I called Nicro and they were very helpful, with no questions asked. 
I have to wait for the first to come back to send the second one in because I only have one vent cover made.


----------



## midnightsailor (May 23, 2003)

Ditto here . Nicro day-night vent turns but screaches and wobbles making all kinds of noise, battery died too. This vent is just over a year old. I guess I will try calling Nicro too and seeing if they will repair it. Seems to me they would come up with a better solution then to just keep fixing them with out fixing the cause. Rick


----------



## JimsCAL (May 23, 2007)

Sounds like they have quality control problems. My 15-year old Nicro solar unit is still running fine. have had to replace the battery a couple of times, but that's to be expected.


----------



## scottyt (Jul 19, 2008)

i think they keep fixing these things because they can fix it as many times as needed till the warranty goes out. then people buy them again because they know if they have a problem they will get fixed. if i can buy a solar powered light for my yard for 4 bucks, why does it cost way over a 100 for a $5 motor and fan blade.


----------



## SEMIJim (Jun 9, 2007)

The Nicro on our boat was on her when we bought her two seasons ago.

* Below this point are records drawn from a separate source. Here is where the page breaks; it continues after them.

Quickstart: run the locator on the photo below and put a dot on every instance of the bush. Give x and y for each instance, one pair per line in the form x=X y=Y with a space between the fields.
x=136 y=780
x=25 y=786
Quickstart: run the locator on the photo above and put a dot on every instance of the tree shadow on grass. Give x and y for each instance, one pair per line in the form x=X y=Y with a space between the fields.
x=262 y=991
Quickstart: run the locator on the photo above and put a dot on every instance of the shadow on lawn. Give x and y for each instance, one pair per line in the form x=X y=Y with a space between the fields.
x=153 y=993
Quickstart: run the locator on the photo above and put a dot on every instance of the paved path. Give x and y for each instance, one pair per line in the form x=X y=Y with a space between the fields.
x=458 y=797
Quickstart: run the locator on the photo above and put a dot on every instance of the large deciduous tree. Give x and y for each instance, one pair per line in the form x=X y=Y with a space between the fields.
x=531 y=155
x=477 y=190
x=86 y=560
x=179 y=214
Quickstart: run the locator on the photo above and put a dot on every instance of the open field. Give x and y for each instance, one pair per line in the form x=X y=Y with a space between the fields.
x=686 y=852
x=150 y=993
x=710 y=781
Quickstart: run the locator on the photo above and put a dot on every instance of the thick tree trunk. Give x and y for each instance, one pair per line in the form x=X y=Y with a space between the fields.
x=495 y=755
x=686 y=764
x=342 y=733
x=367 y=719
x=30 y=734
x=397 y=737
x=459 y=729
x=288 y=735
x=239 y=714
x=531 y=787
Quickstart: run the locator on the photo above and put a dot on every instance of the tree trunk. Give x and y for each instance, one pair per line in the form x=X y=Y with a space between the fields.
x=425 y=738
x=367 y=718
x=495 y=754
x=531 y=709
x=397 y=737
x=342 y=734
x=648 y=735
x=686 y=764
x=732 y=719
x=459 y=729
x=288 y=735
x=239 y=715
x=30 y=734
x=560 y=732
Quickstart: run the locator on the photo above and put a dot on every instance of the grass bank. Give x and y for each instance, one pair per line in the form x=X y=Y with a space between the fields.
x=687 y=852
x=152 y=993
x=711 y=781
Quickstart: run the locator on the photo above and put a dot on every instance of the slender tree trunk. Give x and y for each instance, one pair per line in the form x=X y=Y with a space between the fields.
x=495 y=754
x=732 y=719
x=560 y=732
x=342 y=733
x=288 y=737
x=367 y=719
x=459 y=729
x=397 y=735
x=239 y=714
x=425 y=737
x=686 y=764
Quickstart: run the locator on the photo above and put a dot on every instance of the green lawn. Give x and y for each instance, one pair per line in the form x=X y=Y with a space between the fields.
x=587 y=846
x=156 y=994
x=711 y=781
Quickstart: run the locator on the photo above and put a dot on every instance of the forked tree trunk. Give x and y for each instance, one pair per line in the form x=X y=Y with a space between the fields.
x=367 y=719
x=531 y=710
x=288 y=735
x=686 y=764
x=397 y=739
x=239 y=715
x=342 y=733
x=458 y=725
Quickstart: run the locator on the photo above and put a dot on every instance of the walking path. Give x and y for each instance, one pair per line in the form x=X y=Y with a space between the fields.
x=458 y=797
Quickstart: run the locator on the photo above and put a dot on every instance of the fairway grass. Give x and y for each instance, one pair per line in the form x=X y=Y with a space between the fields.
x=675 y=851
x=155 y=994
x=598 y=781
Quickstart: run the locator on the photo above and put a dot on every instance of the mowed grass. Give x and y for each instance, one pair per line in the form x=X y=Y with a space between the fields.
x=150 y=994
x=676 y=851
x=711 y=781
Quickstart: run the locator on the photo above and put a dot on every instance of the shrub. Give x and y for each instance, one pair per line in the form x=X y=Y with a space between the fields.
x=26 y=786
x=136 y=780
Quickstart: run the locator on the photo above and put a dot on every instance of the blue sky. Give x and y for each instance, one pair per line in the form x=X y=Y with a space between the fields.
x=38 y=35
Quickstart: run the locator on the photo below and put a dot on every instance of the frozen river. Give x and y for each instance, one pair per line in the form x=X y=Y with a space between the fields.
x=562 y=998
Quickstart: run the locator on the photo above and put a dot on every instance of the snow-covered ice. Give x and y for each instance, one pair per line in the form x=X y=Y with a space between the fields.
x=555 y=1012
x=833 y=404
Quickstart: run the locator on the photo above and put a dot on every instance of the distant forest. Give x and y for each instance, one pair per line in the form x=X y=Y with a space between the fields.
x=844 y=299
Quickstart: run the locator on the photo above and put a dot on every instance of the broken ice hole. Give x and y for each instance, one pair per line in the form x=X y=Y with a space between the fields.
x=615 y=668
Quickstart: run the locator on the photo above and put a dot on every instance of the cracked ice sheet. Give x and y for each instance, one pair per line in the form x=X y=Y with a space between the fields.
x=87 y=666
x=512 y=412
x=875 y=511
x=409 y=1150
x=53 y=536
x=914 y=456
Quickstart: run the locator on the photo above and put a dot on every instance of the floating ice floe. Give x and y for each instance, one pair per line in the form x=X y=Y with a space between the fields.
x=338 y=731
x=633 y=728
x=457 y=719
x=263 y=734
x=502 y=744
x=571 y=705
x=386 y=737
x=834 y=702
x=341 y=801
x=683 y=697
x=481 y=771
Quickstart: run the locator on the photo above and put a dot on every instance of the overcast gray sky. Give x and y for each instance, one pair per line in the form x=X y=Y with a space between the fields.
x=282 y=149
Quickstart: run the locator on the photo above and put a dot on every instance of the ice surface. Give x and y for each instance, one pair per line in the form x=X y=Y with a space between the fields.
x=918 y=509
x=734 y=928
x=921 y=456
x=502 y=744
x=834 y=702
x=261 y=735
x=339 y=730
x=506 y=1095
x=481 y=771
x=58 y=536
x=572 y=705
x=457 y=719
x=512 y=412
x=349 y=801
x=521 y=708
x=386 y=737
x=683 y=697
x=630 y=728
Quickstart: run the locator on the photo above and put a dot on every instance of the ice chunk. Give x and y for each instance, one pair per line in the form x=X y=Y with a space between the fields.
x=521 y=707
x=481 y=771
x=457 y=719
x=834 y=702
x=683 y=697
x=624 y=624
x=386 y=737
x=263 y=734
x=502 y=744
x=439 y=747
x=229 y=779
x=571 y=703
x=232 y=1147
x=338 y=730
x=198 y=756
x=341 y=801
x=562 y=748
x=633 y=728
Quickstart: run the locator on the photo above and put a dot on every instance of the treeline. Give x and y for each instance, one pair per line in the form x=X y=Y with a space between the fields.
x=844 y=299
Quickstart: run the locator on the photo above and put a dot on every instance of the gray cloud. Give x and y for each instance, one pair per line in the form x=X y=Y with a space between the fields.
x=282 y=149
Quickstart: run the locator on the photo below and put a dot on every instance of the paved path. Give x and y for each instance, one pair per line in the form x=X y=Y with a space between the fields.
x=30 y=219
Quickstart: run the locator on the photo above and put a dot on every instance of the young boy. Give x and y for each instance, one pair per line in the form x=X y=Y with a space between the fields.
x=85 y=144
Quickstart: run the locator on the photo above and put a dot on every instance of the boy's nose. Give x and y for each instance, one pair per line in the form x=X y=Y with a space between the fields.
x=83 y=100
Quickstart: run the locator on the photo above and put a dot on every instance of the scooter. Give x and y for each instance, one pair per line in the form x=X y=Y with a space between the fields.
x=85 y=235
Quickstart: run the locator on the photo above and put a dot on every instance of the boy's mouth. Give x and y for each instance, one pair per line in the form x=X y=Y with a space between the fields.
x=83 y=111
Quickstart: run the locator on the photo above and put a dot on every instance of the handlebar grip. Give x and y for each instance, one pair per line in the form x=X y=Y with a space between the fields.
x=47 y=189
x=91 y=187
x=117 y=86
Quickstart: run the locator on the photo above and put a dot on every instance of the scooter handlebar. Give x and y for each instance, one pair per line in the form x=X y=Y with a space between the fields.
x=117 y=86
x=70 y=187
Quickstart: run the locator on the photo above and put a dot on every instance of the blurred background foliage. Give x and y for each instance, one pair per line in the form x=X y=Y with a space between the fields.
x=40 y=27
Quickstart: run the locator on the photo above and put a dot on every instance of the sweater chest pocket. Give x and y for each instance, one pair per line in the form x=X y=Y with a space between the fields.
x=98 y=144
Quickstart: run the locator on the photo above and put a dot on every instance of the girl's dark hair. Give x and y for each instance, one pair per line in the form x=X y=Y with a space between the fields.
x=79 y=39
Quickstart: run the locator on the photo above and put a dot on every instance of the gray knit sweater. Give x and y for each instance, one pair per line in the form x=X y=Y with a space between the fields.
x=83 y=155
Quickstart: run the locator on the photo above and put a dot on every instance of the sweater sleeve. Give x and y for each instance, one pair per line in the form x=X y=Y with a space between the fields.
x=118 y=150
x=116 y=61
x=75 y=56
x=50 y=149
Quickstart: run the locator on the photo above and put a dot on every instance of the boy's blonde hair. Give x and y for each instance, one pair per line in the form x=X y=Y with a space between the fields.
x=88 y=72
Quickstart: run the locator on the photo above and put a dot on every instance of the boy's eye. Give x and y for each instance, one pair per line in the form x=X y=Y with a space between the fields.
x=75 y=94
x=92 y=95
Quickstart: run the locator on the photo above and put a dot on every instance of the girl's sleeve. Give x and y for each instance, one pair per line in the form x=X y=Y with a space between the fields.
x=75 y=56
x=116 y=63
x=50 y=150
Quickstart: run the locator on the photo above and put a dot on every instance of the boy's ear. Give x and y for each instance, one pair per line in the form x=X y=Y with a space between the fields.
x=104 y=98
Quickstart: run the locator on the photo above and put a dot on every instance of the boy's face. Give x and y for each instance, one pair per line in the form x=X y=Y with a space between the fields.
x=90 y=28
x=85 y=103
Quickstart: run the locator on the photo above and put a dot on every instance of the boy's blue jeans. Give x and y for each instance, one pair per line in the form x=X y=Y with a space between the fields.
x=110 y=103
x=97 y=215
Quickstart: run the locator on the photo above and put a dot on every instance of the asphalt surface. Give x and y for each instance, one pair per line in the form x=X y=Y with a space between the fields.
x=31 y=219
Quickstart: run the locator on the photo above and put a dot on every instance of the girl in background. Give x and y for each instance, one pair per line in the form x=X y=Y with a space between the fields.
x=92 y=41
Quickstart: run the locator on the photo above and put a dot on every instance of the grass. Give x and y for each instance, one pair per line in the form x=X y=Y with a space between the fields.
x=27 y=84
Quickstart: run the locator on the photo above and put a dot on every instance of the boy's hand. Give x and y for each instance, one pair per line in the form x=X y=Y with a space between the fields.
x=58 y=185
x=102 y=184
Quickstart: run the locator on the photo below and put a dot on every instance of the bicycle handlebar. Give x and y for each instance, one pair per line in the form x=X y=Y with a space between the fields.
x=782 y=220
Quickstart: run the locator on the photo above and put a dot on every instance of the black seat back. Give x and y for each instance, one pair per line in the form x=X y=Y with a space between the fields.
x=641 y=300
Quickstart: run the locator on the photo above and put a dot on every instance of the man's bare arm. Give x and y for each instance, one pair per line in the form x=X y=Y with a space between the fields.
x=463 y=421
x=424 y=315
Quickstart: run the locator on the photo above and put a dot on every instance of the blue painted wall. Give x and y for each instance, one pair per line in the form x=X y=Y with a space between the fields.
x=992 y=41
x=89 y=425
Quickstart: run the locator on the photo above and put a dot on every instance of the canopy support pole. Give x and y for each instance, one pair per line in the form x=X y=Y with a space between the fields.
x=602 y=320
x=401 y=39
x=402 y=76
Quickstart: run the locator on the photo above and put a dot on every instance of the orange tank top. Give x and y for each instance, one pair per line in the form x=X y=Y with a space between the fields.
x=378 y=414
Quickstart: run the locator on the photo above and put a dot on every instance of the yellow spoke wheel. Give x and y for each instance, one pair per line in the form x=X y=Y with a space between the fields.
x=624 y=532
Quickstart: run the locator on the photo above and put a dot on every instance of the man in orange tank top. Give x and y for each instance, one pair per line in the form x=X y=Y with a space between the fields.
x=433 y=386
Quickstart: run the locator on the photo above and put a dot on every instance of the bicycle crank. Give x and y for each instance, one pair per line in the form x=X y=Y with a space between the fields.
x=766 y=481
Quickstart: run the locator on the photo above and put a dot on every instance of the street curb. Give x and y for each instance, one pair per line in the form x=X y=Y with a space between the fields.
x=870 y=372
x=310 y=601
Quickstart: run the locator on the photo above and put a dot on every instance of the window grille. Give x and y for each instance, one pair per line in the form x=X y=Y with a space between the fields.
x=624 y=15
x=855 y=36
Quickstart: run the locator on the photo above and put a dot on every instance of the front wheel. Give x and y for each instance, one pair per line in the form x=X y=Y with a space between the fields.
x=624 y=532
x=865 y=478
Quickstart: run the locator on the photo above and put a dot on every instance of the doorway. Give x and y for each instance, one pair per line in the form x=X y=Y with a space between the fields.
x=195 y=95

The battery contacts were all corroded and when you took it out of the light it stopped right off. So I replaced the battery with a new NiCad battery from Radio Shack. It runs fine, but it doesn't run long when taken out of the light. When we race, I pull the Nicro out and put a cover plate in place so crew doesn't trip over it or step on it. When I pull it out from down below, it isn't running anymore.

There's supposed to be a cover that's held on by screws to hold the battery in place and that's missing on ours. I have duct tape holding the battery in place . I wonder if Nicro would send me a new part?

From what I'm hearing, I hope ours keeps running. It sounds like their quality these days is horrible.

Jim


----------



## huguley3 (May 7, 2007)

The nicro that came with my boat was pretty much toast. I put a new one in a few months ago and mine is dead as well. I can give the motor a push and it will spin for a little bit. I need to check the battery and the panel to see if its charging.

Thanks for the heads up that it may need to go back!


----------



## T37Chef (Oct 9, 2006)

I have only had a problem with the original battery that came with the unit, once I replaced the battery (from the local Radio Shack) they have run fine 24/7 for the past two years.

I am glad to hear they're handling the returns and hopefully diagnosing the problems.


----------



## sailaway21 (Sep 4, 2006)

I replaced mine this spring and it's running fine so far. I've have heard that they've had some motor problems and somebody here related that they are supposed to have a handle on that now. From my experience, when they start making noise...the end is not far off. It's not the battery, it's that the motor is going and using more amps to turn the fan. The solar cell then provides just enough juice to keep it running in daylight but not enough to charge the battery.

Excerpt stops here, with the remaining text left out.